Venue and virtual venue
JSSPP 2023 is being planned for May 19 in in St. Petersburg, Florida USA. However, remote paper presentation and attendance will be likely allowed to accommodate various constraints and restrictions caused by the pandemic. A fully virtual workshop is being planned at the same time, in case it is not possible to celebrate JSSPP presentially at all. In virtual format, we will use videoconferencing and upload workshop-ready versions of papers at the workshop website beforehand. After the workshop the recording of the talks and the slides of all presentations will be shared on the JSSPP website and JSSPP youtube channel. The virtual format was very successful in JSSPP 2020, 2021 and JSSPP 2022, with great participant attendance and engagement with the presenters.
Committees
Workshop organizers:
- Dalibor Klusáček, CESNET a.l.e.
- Julita Corbalán, Barcelona Supercomputing Center
- Gonzalo Rodrigo Álvarez, Apple
Program committee (Not closed):
- Orna Agmon Ben-Yehuda, University of Haifa, Caesarea Rothschild Institute
- Amaya Booker, Facebook
- Stratos Dimopoulos, University of California, Santa Barbara
- Hyeonsang Eom, Seoul National University
- Dror Feitelson, Hebrew University
- Jiří Filipovič, Masaryk University
- Liana Fong, IBM T. J. Watson Research
- Bogdan Ghit, Databricks
- Eitan Frachtenberg, Facebook
- Alfredo Goldman, University of Sao Paulo
- Alexandru Iosup, Vrije Universiteit Amsterdam and TU Delft, the Netherlands
- Douglas Jacobsen, NERSC
- Cristian Klein, Umeå Univeristy / Elastisys
- Bill Nitzberg, Altair
- Nikos Parlavantzas, INSA Rennes
- Christine Morin, INRIA
- P-O Östberg, Department of Computing Science, Umeå University
- Larry Rudolph, Two Sigma
- Lavanya Ramakrishnan, Lawrence Berkeley National Lab
- Uwe Schwiegelshohn, TU Dortmund University
- Leonel Sousa, Universidade de Lisboa
- Ramin Yahyapour, GWDG - University of Goettingen
Submission
Papers should be no longer than 20 single-spaced pages, 10pt font, including figures and references.
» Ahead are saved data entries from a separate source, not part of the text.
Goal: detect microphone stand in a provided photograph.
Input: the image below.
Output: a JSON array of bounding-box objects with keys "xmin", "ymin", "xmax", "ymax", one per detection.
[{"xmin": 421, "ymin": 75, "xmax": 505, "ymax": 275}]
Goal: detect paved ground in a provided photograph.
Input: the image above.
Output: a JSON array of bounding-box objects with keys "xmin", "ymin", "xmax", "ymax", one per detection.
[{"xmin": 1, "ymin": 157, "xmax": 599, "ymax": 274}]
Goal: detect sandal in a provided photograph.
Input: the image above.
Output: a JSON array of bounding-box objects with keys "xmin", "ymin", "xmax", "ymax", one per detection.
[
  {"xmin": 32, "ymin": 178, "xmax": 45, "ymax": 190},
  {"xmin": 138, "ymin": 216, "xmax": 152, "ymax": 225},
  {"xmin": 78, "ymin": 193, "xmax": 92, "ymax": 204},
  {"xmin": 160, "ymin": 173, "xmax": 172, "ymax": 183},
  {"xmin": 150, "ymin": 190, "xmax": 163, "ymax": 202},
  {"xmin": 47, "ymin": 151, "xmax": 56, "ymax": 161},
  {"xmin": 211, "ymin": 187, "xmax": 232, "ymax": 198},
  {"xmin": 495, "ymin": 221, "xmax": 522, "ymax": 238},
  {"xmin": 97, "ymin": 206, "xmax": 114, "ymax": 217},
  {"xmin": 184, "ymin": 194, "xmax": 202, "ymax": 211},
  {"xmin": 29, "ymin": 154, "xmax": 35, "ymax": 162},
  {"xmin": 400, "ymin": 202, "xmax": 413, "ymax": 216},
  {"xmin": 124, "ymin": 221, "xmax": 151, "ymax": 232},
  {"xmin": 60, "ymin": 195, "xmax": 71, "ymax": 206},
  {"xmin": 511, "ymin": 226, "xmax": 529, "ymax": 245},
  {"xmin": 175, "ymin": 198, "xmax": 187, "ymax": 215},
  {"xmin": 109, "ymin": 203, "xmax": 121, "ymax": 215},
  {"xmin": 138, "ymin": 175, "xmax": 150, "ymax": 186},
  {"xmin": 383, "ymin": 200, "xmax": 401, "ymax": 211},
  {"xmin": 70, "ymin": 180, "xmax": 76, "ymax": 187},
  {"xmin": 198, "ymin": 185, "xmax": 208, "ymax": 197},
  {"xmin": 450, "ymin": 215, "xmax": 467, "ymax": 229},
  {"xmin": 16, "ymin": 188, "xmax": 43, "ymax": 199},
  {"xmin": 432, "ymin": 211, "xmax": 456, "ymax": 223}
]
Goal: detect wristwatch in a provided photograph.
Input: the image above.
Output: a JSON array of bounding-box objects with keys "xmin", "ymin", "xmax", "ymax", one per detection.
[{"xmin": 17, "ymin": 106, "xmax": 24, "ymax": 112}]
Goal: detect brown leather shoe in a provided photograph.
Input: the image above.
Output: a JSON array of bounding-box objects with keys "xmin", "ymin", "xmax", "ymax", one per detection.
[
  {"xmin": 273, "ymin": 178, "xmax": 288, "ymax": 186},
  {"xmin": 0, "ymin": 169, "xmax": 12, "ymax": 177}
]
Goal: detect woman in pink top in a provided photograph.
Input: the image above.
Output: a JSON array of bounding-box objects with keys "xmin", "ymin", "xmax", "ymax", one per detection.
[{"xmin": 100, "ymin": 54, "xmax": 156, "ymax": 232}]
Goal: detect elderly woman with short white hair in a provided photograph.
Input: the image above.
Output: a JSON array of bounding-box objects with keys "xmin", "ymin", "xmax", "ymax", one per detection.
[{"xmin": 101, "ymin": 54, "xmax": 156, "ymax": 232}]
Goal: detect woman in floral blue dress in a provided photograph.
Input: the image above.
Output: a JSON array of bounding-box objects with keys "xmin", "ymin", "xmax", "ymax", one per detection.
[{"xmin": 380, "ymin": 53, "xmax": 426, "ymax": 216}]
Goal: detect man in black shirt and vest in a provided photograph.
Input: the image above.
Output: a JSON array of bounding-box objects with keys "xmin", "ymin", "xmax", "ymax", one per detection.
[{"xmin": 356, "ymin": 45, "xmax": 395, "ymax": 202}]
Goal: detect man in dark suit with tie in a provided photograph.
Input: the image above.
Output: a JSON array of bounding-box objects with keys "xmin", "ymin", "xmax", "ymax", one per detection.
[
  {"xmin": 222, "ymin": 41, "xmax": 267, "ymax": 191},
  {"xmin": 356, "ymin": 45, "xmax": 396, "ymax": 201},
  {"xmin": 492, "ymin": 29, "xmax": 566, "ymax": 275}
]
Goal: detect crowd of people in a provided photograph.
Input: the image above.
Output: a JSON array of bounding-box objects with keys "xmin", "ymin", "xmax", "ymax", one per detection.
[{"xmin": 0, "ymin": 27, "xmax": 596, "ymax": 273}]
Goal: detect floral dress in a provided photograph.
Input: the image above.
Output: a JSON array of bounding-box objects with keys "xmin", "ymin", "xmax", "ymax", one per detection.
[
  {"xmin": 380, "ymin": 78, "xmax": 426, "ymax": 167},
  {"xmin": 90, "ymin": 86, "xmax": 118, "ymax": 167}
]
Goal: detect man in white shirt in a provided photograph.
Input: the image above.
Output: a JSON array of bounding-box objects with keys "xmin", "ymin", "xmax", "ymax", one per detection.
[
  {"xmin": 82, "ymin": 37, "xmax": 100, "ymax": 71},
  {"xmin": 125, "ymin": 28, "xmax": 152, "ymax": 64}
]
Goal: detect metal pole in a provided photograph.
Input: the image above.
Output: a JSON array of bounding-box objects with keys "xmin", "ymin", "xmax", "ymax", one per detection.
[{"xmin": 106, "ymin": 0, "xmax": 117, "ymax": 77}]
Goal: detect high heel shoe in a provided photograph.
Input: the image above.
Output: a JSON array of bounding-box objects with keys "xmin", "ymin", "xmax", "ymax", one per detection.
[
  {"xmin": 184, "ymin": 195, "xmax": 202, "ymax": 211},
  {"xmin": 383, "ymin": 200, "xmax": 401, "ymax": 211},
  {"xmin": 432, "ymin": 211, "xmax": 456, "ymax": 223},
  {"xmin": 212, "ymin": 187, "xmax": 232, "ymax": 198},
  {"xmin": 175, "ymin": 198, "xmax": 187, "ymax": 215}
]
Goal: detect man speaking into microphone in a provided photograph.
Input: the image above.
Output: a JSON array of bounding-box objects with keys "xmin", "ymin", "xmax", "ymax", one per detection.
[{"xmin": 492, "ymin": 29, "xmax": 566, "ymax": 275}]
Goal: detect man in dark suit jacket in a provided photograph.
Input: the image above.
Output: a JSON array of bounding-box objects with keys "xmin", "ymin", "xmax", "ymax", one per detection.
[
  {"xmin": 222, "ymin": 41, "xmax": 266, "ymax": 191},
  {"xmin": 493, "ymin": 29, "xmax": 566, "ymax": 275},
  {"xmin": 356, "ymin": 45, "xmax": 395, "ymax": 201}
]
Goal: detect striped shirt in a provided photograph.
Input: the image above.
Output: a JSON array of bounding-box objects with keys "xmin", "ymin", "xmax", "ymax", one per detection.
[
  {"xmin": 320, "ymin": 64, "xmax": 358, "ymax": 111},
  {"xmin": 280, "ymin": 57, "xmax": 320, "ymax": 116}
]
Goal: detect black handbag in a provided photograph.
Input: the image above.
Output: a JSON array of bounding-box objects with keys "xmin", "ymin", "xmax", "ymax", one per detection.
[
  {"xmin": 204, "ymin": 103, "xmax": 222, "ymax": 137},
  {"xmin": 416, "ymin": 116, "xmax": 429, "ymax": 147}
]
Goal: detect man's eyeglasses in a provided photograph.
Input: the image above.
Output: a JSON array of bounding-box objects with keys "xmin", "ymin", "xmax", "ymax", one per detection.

All submissions must follow the LNCS format, see the instructions at Springer's web site: http://www.springer.com/lncs
All papers in scope will be reviewed by at least three members of the program committee (see the list of organizers/PC members here: http://jsspp.org/index.php?page=committees).
Proceedings
Interim proceedings containing a collection of the papers presented will be distributed at the workshop in electronic form. It is planned to also publish a post-workshop proceedings in the Springer "Lecture Notes on Computer Science" series, as was done in previous years (pending approval from Springer).